The first thing I do when everything is apply to colleges.

I apply to several in Maine. And even one back in Texas, one that had been on my list of dream colleges. It feels surreal when the acceptance letters start coming in.

Beau promises that we can go anywhere, but I know he’s worried about being so far away from Paige. I’m worried about it, too. Not for Paige’s sake. She has her mother back. It’s more about me and Beau. We love Paige. The exact parameters of that love are hazy. Does Beau love her like a father or like an uncle? Do I love her like a mother or a nanny? Precision doesn’t matter when it comes to love. The fact is, we want to be able to see her.

So I accept an offer to join an online program at a small university in Maine. That way we can live in Eben Cape while I get my degree. I can still drive for an hour when I need to meet with my advisor or attend a lecture in person.

Beau turns his attention to building us a house.
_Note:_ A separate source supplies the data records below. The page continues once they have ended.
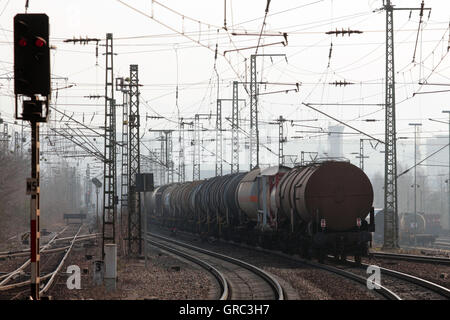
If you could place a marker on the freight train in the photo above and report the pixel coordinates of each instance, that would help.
(311, 210)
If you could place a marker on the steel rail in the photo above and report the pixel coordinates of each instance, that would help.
(24, 283)
(8, 277)
(27, 251)
(263, 274)
(50, 282)
(415, 280)
(216, 273)
(346, 274)
(411, 257)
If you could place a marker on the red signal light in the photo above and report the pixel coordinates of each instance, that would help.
(39, 42)
(22, 42)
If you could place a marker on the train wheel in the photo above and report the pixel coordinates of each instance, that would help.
(321, 256)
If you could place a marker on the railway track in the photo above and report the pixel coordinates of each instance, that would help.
(238, 280)
(12, 283)
(413, 258)
(405, 286)
(361, 280)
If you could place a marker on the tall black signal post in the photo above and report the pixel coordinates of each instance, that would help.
(32, 88)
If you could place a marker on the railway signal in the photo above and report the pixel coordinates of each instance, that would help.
(31, 54)
(32, 85)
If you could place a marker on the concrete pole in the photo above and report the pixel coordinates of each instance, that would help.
(448, 181)
(415, 180)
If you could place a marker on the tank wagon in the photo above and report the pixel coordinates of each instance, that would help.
(317, 209)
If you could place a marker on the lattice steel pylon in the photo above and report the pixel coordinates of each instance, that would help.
(254, 92)
(281, 141)
(196, 153)
(181, 164)
(122, 87)
(169, 151)
(219, 139)
(254, 134)
(390, 172)
(390, 154)
(134, 198)
(235, 129)
(109, 172)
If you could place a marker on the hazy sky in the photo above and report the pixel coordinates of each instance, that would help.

It’s only half a mile down the coast from Coach House.

The trees drop their leaves not long after the fall semester starts, and in the winter the unfinished frame looks like a gingerbread house. He installs gorgeous hardwood and solid doors like we had at Coach House. It’s smaller, though. Cozier. Warmer.

It’s more than a house. It’s a home. A family.

Because Beau is there.

“Tell me everything,” he always says, the moment I emerge from my study. And then he listens, his dark eyes on my face, intent as I tell him about some study I read about or some test I’m making. Only when I’m finished does he pull me close and kiss me.

We get to see Paige all the time, almost every day. She’s in school again and making new friends. I know it’s good for her to be with her mother most of the time, and to be back in regular school, but I miss having her around all the time. It’s quiet in the house.

Sometimes I feel guilty for having so much.

I always knew that if I went to college, it would be hard. Really hard. There’s a reason why such a tiny percentage of people who age out of the foster care system finish college. We don’t have a support system. We don’t have money. We don’t have anything.

Survival is the only thing we can manage.

If I hadn’t met Beau, I’d have to work multiple jobs to pay for classes and stay up late studying. I was willing to do it, though. I was willing to be bone-tired and worn thin by the end if it meant I’d get my degree. It meant that much to me.

I do stay up late studying for classes. Not because I’m working two jobs, though.

Beau forbids me from getting a job at one of the cafés in town. I curl up on the couch with my books from class because I want to. At least once a week it makes my throat tight to think of how lucky I am. The girl I used to be would have done anything to have this life. I’d like to believe she would have gotten here eventually.